Cyril Paskin z"l

4 Nov 2011 by CST

Cyril Paskin, who died on the 1st November at the age of 89, was one of the founders of the Jewish anti- fascist 62 Group that fought, and crushed, Colin Jordan’s neo-Nazi thugs in the early 1960’s.

In January 1941, Cyril was conscripted into the RAF Regiment and went on to serve in the jungles of Burma, working on the landing strips for General Orde Wingate’s Chindit operation behind enemy lines. He emerged as a decorated and tough Sergeant, but with an abiding love for Burma, its people and its wildlife, which he retained all his life.
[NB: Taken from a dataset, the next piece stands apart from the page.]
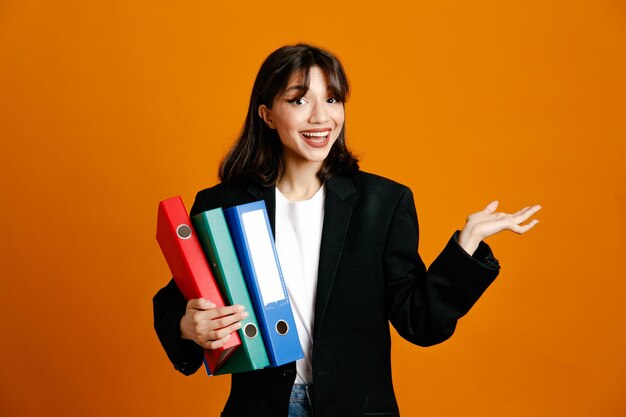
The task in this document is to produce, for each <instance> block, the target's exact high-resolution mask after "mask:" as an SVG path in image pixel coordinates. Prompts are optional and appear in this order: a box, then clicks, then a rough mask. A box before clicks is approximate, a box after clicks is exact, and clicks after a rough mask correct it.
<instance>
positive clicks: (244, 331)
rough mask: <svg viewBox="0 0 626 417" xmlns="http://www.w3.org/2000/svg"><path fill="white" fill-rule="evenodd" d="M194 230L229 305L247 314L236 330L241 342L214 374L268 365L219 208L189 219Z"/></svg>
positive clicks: (258, 326) (245, 369) (261, 343)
After being demobbed he returned to civilian life with his mother in Balham, south east London, until his marriage.

In the early 1960s, like other Jewish ex servicemen who had fought to cleanse the world of Nazism and Fascism, he became enraged by the violent anti-Jewish activities of Colin Jordan’s National Socialist Movement. Their 1962 Trafalgar Square rally, called to ‘free Britain from Jewish control’, provided the spark for the Jewish community to organise once again as they had done in the pre and post War years. The Board of Deputies of British Jews, the community’s representative body, preferred a low key response but some younger Deputies and members of the Association of Jewish Ex Servicemen, at a hastily convened meeting in the Ephra Road Synagogue in south east London, determined that a direct and physical response was the only way to beat the neo-Nazis off the streets.

Thus was born the 62 Group, which over the next few years thoroughly penetrated the neo-Nazi groups and their leadership, and confronted them on the streets. Among some of the more memorable clashes were the invasion of the National Front’s inaugural meeting near Victoria which set back their formation by several years; the assault on Oswald Mosley’s headquarters in Notting Hill, where his bully boys had been terrorising Caribbean immigrants; and the removal of Jordan’s regular public platform in Dalston. But what really characterised the 62 Group were its tight discipline and an often unbelievable level of chutzpah.

Police intelligence on the far right in the 1960s was virtually non-existent, but 62 Group information gathering was so good that it led in turn to the apprehension and conviction of a Stamford Hill yeshiva arsonist, and the arrests of several others who had perpetrated hate crimes. It was particularly efficient at unmasking the violent plans of Jordan’s National Socialist Movement, who aspired to develop a neo-Nazi international, and its paramilitary Spearhead offshoot.

In later years, Cyril together with Philip Green and several other 62 Group leaders turned their attention to charity. Starting with the East End boxing club in Arbour Square, they went on to establish a children’s charity, which on Green’s death was renamed the Philip Green Memorial Trust. Over the years this raised hundreds of thousands of pounds to help children suffering from terminal illnesses.

Always one to lead from the front, Cyril was an inspiration to all who worked with him. His rasping voice and his barked commands could easily scare, but he had a heart of gold and his memory will be cherished by all who knew him. He is survived by his wife and two sons, who supported him in all his work.